8. In the present case, the grievance is that respondent No. 1 in her application for maintenance under Section 125 of the Cr.P.C. has not pleaded to the effect that the earlier marriage of the present petitioner was not a valid marriage. That omission at the most would make pleadings loose. Looseness in her pleading would not come in her way in claiming maintenance. If it does not come in her way in claiming maintenance itself, it cannot come in her way in claiming interim maintenance.
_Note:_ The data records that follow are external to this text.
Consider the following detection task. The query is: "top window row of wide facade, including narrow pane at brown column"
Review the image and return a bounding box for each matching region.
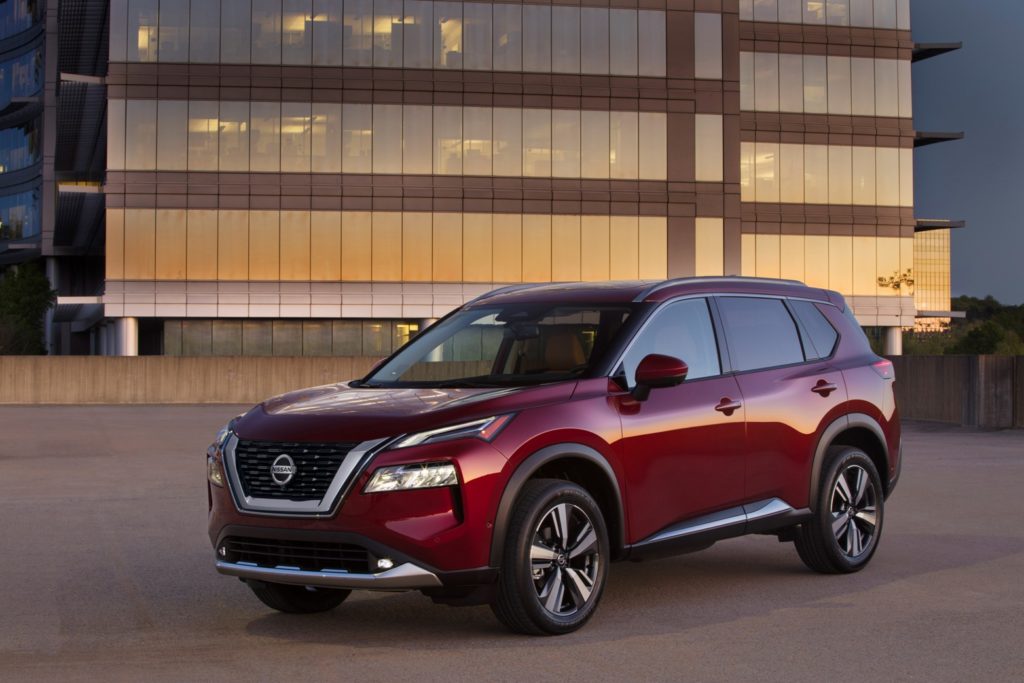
[110,0,663,78]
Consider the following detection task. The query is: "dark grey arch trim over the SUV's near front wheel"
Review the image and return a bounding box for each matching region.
[490,443,626,567]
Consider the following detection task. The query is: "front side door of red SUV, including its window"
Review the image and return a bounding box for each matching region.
[611,298,744,541]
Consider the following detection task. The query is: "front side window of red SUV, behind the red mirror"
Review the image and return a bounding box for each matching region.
[623,299,722,388]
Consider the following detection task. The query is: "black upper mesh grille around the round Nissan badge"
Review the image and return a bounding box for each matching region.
[234,440,356,501]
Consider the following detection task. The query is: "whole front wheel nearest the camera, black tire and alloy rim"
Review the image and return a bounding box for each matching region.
[490,479,610,636]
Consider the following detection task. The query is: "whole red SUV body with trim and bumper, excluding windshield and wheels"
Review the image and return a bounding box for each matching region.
[208,278,900,618]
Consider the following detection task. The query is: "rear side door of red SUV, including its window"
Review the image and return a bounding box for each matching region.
[716,296,846,509]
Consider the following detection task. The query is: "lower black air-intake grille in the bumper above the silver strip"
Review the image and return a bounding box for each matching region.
[220,537,370,573]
9. Besides, what the Supreme Court has ruled in the case of Smt. Yamunabai (supra) as explained by the Kerala High Court in its ruling in the case of Raman Pillai (supra) is that, in order to take benefit under Section 125 of the Cr. P.C., the wife has to establish the necessary condition, namely, that she is the wife of the person concerned in the light of the law applicable to the parties. This she has to do at the stage of trial or hearing of the maintenance proceedings. Even if she has not properly pleaded her case in her application, she should not be prohibited from establishing at trial or hearing that she is a legally wedded wife of the opposite party. In that view of the matter, the absence of plea that the earlier marriage of the present petitioner was a nullity will not come in her way in claiming interim maintenance during the pendency of her maintenance application.
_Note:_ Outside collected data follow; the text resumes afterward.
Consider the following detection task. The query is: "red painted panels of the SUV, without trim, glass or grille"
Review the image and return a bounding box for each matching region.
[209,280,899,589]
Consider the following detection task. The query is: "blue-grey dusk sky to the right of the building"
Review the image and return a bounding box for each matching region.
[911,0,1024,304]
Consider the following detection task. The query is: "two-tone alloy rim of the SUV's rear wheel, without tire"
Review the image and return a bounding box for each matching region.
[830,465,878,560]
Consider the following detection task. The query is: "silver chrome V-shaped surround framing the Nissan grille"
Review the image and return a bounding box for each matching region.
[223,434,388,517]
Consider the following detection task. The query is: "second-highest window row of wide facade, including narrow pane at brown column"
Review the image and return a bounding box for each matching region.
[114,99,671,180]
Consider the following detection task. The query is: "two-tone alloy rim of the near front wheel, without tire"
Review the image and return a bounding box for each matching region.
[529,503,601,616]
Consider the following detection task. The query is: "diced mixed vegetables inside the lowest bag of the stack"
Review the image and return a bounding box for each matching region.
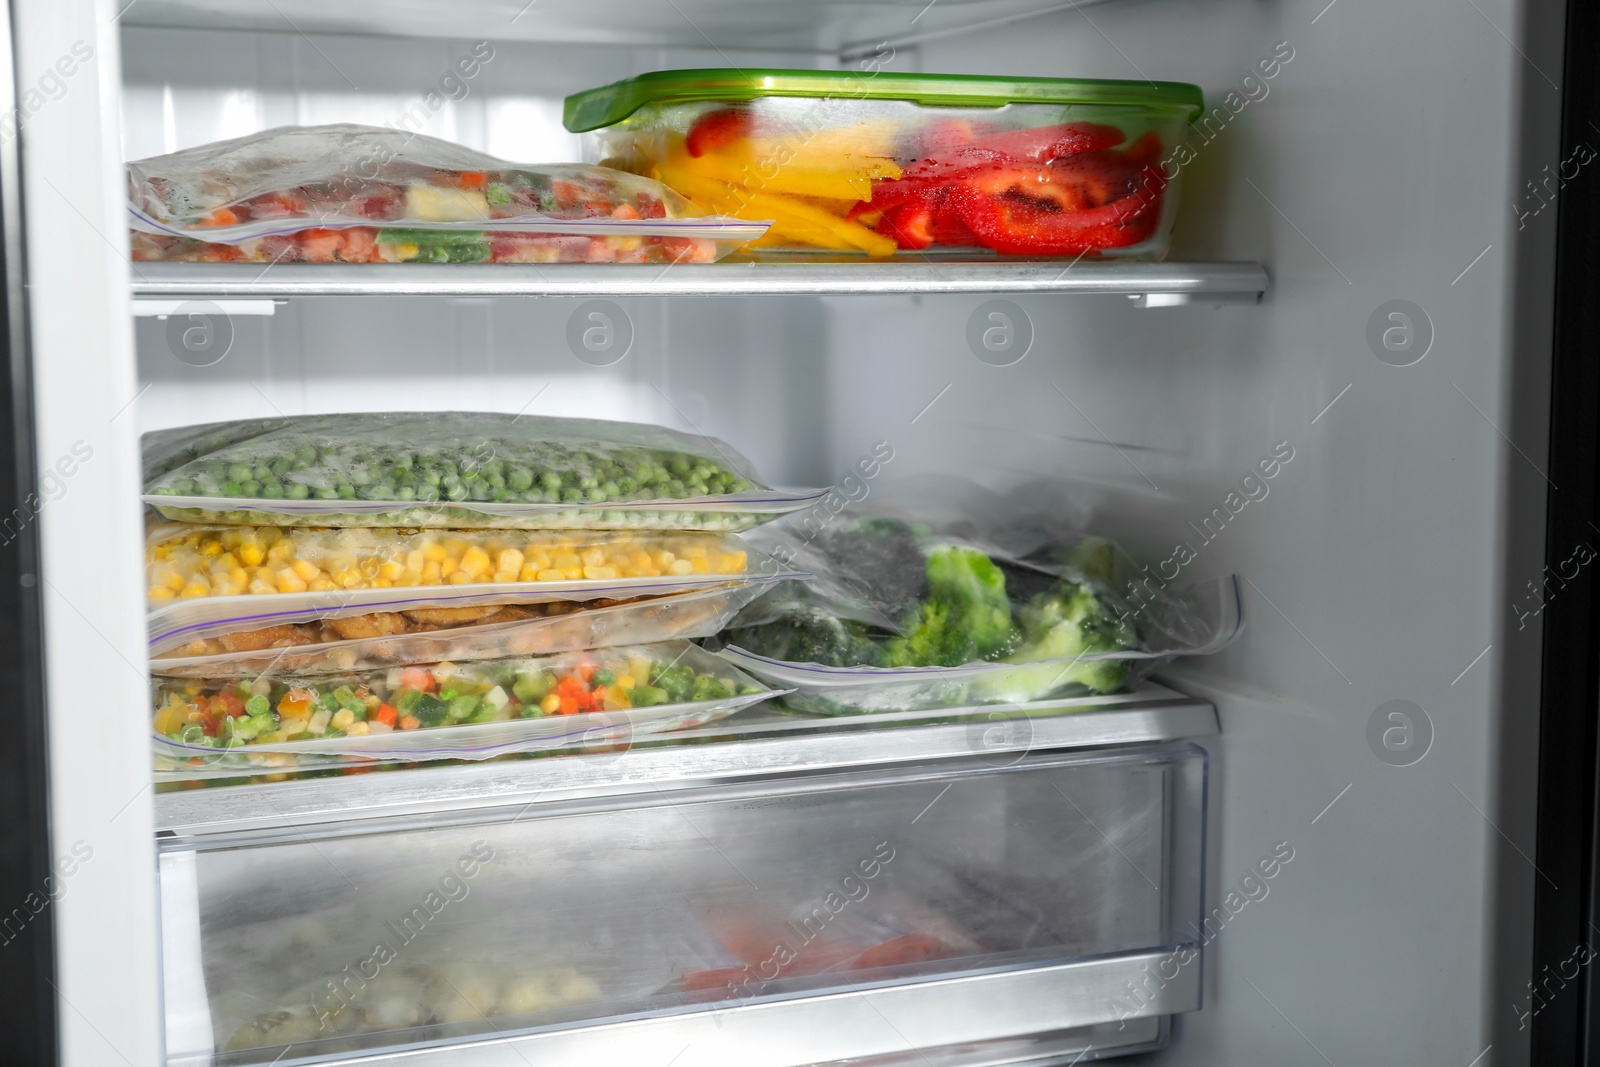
[152,641,766,749]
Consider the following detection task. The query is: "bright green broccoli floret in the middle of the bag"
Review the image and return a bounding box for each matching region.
[885,545,1013,667]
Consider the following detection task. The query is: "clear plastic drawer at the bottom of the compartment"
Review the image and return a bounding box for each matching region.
[162,744,1206,1067]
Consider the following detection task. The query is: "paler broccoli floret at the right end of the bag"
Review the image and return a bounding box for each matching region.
[1006,579,1136,693]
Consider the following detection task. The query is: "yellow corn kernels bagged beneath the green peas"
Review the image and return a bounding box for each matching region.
[146,525,749,601]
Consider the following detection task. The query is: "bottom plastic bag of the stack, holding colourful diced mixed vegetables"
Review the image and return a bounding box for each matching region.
[152,641,774,765]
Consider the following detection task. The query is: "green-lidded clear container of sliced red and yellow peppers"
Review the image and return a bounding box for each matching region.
[566,70,1202,256]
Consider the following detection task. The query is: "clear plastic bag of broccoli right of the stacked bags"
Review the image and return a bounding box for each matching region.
[707,517,1242,713]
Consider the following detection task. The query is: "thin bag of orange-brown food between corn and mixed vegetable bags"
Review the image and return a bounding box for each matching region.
[150,581,773,678]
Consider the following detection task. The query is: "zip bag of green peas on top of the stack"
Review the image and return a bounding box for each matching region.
[144,411,826,530]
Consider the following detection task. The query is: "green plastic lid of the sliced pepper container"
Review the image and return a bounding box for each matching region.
[563,67,1205,133]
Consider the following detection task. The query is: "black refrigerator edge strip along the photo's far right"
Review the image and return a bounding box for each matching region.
[1529,2,1600,1065]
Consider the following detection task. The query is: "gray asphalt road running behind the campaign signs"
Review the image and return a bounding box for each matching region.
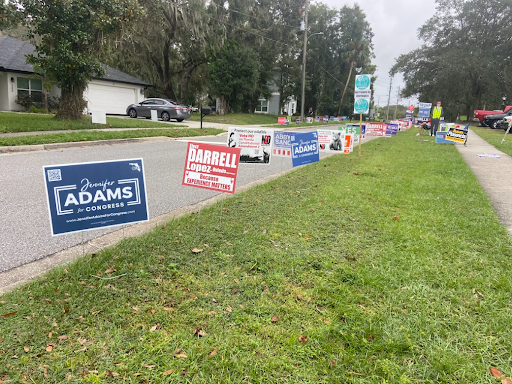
[0,131,364,272]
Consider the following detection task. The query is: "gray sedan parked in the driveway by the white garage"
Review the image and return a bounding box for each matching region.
[126,98,190,122]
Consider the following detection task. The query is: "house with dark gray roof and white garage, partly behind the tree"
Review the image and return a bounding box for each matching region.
[0,36,150,115]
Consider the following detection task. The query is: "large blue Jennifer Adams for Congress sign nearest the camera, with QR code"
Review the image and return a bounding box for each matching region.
[43,159,149,236]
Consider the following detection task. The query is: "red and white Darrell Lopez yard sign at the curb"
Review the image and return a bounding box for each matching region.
[182,142,240,193]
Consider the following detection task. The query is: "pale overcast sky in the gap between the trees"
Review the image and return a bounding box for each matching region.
[321,0,435,105]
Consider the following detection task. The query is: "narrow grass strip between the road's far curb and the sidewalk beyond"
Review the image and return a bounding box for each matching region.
[0,128,225,146]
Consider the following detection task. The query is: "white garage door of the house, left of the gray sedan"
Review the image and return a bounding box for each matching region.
[84,83,138,115]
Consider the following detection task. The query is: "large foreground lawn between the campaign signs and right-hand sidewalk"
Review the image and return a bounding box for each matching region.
[0,130,512,384]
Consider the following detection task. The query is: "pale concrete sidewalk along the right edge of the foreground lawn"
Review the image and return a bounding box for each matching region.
[456,130,512,236]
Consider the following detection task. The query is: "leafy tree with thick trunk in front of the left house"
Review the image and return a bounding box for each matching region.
[4,0,140,119]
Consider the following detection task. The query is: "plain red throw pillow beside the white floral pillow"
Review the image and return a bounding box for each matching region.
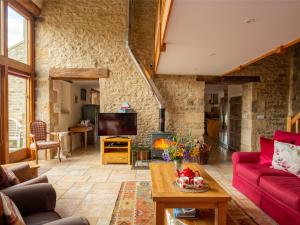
[258,137,274,167]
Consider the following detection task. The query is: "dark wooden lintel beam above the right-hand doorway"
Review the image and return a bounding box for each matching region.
[196,76,260,84]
13. However, for the, purpose of deciding the fact of an interim maintenance application, it is not necessary to decide on whom the burden of proof would tie. As aforesaid, the prima facie case for the purpose of deciding the interim maintenance application would be the pleadings of the parties and the material that the parties might have brought on record. As aforesaid, in absence of any serious challenge to the statute of the spouse making the application for maintenance, a presumption as to the validity of the marriage between the spouses would arise. Such presumption should prima facie arise with all the greater force on the strength of the order of maintenance passed by the competent Court under Section 125 of the Cr. P.C, if brought on record. In the instant case, as aforesaid, the petitioner herein has brought on record the order of maintenance passed by the Chief Metropolitan Magistrate of Ahmedabad on the 31st July, 1977 in Criminal Misc. Application No. 90 of 1976 in favour of his former wife by the name of Shardaben. That should raise a prima facie presumption as to the valid marriage between the two. The learned Additional Sessions Judge was not justified in not raising a prima facie presumption of a valid marriage between the present petitioner and Shardaben on the strength of the order of maintenance passed by the competent Court in her favour.